Created: 07/16/2014 6:53 PM KAALtv.com
By: Stephanie Crock
(ABC 6 News) -- Steele and Waseca counties are celebrating the opening of their joint drug court, where drug or alcohol addicted individuals may go in lieu of traditional justice system case processing.
A drug court differs in that it monitors the defendant's progress toward sobriety.
"Weekly meetings with the judge, at least twice weekly drug testing, requirement of attendance into treatment and sobriety, requirements of being law abiding," said Steele County Judge Joseph Bueltel.
It's something dozens of counties now have in the state, but Olmsted County isn’t quite there yet.
"It's been one of my projects for eight years, and I’ve been trying for eight years to continue this conversation," said Olmsted County Attorney Mark Ostrem.
However, he says their moving forward with more enthusiasm than ever before.
"I think that's in part because we're seeing people like Steele and Waseca get together, Rice County has got something going," he said.
Olmsted County is now at the point where they're talking budget and which partners to include.
"I would really like to see something get started in 2015 and I think that would be about as aggressive as we can be," said Ostrem.
He says he's going to continue to be aggressive in getting a drug court here, as the need is only growing.

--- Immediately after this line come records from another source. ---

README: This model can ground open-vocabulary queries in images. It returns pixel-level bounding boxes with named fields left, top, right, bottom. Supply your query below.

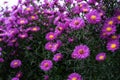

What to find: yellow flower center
left=21, top=35, right=26, bottom=38
left=14, top=62, right=18, bottom=65
left=58, top=27, right=63, bottom=31
left=110, top=44, right=116, bottom=49
left=117, top=15, right=120, bottom=20
left=111, top=35, right=117, bottom=39
left=48, top=44, right=52, bottom=48
left=44, top=63, right=49, bottom=67
left=91, top=15, right=96, bottom=20
left=26, top=8, right=31, bottom=11
left=108, top=21, right=113, bottom=25
left=11, top=39, right=16, bottom=42
left=74, top=21, right=79, bottom=25
left=20, top=20, right=25, bottom=24
left=83, top=8, right=88, bottom=12
left=0, top=38, right=2, bottom=42
left=106, top=27, right=112, bottom=32
left=31, top=16, right=35, bottom=19
left=100, top=13, right=103, bottom=16
left=32, top=27, right=37, bottom=31
left=56, top=55, right=61, bottom=59
left=78, top=49, right=84, bottom=54
left=72, top=77, right=77, bottom=80
left=49, top=35, right=54, bottom=39
left=99, top=56, right=104, bottom=60
left=79, top=4, right=82, bottom=8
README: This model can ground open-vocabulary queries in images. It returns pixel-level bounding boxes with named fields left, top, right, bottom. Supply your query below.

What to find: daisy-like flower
left=85, top=10, right=101, bottom=24
left=17, top=18, right=28, bottom=25
left=69, top=17, right=85, bottom=30
left=78, top=3, right=90, bottom=13
left=25, top=6, right=34, bottom=12
left=104, top=17, right=116, bottom=26
left=30, top=26, right=40, bottom=32
left=100, top=32, right=109, bottom=39
left=11, top=77, right=19, bottom=80
left=51, top=40, right=62, bottom=52
left=39, top=60, right=53, bottom=71
left=55, top=23, right=65, bottom=36
left=81, top=6, right=90, bottom=13
left=0, top=58, right=4, bottom=63
left=18, top=33, right=28, bottom=39
left=44, top=75, right=49, bottom=80
left=106, top=40, right=119, bottom=52
left=97, top=10, right=105, bottom=17
left=116, top=14, right=120, bottom=24
left=71, top=44, right=90, bottom=59
left=16, top=71, right=22, bottom=78
left=29, top=15, right=38, bottom=20
left=72, top=6, right=81, bottom=14
left=45, top=32, right=56, bottom=41
left=101, top=25, right=116, bottom=36
left=10, top=59, right=22, bottom=68
left=45, top=42, right=53, bottom=51
left=96, top=52, right=106, bottom=61
left=108, top=34, right=120, bottom=41
left=67, top=73, right=82, bottom=80
left=53, top=53, right=63, bottom=62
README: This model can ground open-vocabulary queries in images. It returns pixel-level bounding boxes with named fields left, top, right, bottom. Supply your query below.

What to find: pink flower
left=71, top=44, right=90, bottom=59
left=40, top=60, right=53, bottom=71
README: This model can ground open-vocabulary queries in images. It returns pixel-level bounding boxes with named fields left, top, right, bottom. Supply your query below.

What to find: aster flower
left=17, top=18, right=28, bottom=25
left=11, top=77, right=19, bottom=80
left=18, top=33, right=28, bottom=39
left=29, top=15, right=38, bottom=20
left=45, top=42, right=53, bottom=51
left=55, top=23, right=65, bottom=36
left=10, top=59, right=22, bottom=68
left=51, top=40, right=62, bottom=52
left=44, top=75, right=49, bottom=80
left=25, top=6, right=34, bottom=12
left=80, top=6, right=90, bottom=13
left=108, top=34, right=120, bottom=41
left=85, top=10, right=101, bottom=24
left=53, top=53, right=63, bottom=62
left=106, top=40, right=119, bottom=52
left=39, top=60, right=53, bottom=71
left=100, top=32, right=109, bottom=39
left=115, top=14, right=120, bottom=24
left=30, top=26, right=40, bottom=32
left=101, top=25, right=116, bottom=36
left=96, top=52, right=106, bottom=61
left=71, top=44, right=90, bottom=59
left=45, top=32, right=57, bottom=41
left=104, top=17, right=117, bottom=26
left=97, top=9, right=105, bottom=17
left=72, top=6, right=81, bottom=14
left=69, top=17, right=85, bottom=30
left=0, top=58, right=4, bottom=63
left=16, top=71, right=22, bottom=78
left=78, top=3, right=90, bottom=13
left=67, top=73, right=82, bottom=80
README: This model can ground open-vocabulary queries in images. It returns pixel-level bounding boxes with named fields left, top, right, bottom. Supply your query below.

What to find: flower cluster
left=0, top=0, right=120, bottom=80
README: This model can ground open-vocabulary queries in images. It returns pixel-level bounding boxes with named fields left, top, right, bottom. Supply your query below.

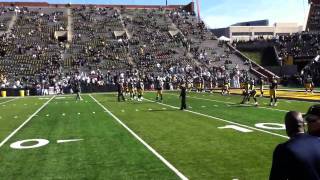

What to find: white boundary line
left=144, top=98, right=289, bottom=139
left=166, top=93, right=289, bottom=113
left=0, top=98, right=18, bottom=105
left=89, top=94, right=188, bottom=180
left=0, top=95, right=55, bottom=148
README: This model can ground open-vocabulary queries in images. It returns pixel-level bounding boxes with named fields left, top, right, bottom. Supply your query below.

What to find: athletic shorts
left=269, top=89, right=277, bottom=97
left=137, top=89, right=143, bottom=94
left=240, top=83, right=245, bottom=89
left=250, top=90, right=257, bottom=97
left=305, top=83, right=312, bottom=89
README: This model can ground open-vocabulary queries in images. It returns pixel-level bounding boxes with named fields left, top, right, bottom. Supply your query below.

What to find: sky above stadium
left=2, top=0, right=309, bottom=28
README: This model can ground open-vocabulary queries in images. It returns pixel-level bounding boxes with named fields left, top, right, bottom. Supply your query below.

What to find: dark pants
left=118, top=92, right=125, bottom=102
left=180, top=96, right=186, bottom=110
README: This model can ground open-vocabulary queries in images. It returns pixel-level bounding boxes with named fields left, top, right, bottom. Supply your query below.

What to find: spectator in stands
left=269, top=111, right=320, bottom=180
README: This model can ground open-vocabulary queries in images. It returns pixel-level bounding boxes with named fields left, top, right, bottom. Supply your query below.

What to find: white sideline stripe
left=0, top=96, right=55, bottom=148
left=0, top=98, right=17, bottom=105
left=89, top=94, right=188, bottom=180
left=57, top=139, right=83, bottom=143
left=144, top=98, right=289, bottom=139
left=167, top=93, right=289, bottom=113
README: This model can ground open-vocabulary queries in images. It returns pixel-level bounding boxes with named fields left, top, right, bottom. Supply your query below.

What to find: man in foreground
left=269, top=111, right=320, bottom=180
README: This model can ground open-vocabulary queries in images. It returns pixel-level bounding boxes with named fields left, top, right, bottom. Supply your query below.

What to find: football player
left=241, top=79, right=258, bottom=106
left=269, top=77, right=278, bottom=106
left=136, top=79, right=144, bottom=101
left=259, top=77, right=265, bottom=97
left=155, top=76, right=164, bottom=102
left=222, top=76, right=231, bottom=95
left=117, top=82, right=126, bottom=102
left=304, top=76, right=315, bottom=94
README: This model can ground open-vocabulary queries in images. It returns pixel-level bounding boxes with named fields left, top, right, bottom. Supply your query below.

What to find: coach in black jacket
left=180, top=84, right=187, bottom=110
left=269, top=111, right=320, bottom=180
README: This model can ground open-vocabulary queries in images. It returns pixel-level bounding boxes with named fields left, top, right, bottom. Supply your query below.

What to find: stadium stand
left=306, top=0, right=320, bottom=32
left=0, top=2, right=278, bottom=95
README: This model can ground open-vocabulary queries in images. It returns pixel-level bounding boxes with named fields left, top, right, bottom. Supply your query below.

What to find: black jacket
left=270, top=134, right=320, bottom=180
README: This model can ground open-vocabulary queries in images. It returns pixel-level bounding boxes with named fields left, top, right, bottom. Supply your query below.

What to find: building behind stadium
left=211, top=20, right=304, bottom=42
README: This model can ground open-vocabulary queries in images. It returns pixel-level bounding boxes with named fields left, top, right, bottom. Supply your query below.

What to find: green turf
left=241, top=51, right=262, bottom=65
left=0, top=95, right=178, bottom=180
left=0, top=97, right=48, bottom=140
left=178, top=91, right=315, bottom=113
left=0, top=98, right=14, bottom=104
left=94, top=93, right=286, bottom=179
left=0, top=92, right=314, bottom=179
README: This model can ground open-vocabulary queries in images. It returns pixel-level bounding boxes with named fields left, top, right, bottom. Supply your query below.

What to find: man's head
left=285, top=111, right=305, bottom=138
left=304, top=105, right=320, bottom=137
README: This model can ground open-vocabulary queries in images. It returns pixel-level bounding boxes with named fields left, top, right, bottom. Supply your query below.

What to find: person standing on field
left=180, top=83, right=187, bottom=110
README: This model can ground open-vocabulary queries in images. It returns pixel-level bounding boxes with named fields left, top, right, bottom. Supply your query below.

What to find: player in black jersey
left=241, top=79, right=258, bottom=106
left=136, top=79, right=144, bottom=101
left=269, top=77, right=278, bottom=106
left=221, top=77, right=231, bottom=95
left=128, top=79, right=136, bottom=100
left=304, top=76, right=315, bottom=94
left=258, top=77, right=265, bottom=97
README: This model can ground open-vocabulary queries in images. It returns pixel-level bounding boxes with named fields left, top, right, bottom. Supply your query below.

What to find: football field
left=0, top=92, right=316, bottom=180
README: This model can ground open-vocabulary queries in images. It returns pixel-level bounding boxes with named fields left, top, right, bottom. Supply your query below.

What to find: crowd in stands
left=306, top=3, right=320, bottom=32
left=233, top=32, right=320, bottom=86
left=276, top=33, right=320, bottom=59
left=0, top=6, right=262, bottom=94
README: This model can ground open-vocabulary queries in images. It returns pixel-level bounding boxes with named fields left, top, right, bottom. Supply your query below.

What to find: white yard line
left=57, top=139, right=83, bottom=143
left=0, top=96, right=55, bottom=148
left=167, top=93, right=289, bottom=113
left=0, top=98, right=18, bottom=105
left=144, top=98, right=289, bottom=139
left=89, top=94, right=188, bottom=180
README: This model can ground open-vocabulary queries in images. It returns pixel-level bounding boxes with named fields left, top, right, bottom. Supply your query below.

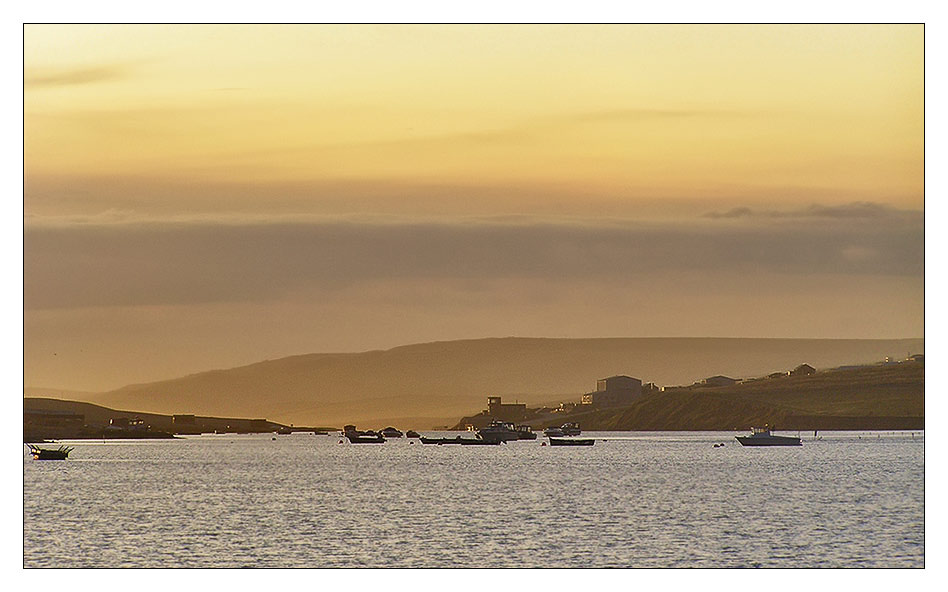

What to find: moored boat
left=460, top=438, right=503, bottom=445
left=346, top=432, right=385, bottom=444
left=544, top=422, right=581, bottom=437
left=27, top=444, right=73, bottom=460
left=735, top=426, right=802, bottom=447
left=343, top=425, right=386, bottom=444
left=405, top=430, right=421, bottom=438
left=514, top=425, right=537, bottom=440
left=419, top=436, right=503, bottom=445
left=380, top=427, right=404, bottom=438
left=420, top=436, right=462, bottom=445
left=477, top=420, right=521, bottom=443
left=548, top=438, right=594, bottom=446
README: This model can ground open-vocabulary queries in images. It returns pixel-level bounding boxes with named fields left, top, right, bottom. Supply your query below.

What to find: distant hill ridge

"Meth was a big deal and we saw a lot of people who were really getting their lives messed up because of meth. That's still a problem, it’s still a huge problem for our community, but we're also seeing other substances and heroin right now," said Ostrem.
The whole purpose of a drug court is to get those individuals clean so they contribute to society,"with the ultimate goal of having them clean and sober, employed, and contributing members by the end of that period," said Bueltel.
The catch with county drug courts, is that they can only take in defendants who live in that county.
Thursday is the ribbon cutting ceremony at the Waseca County Court house.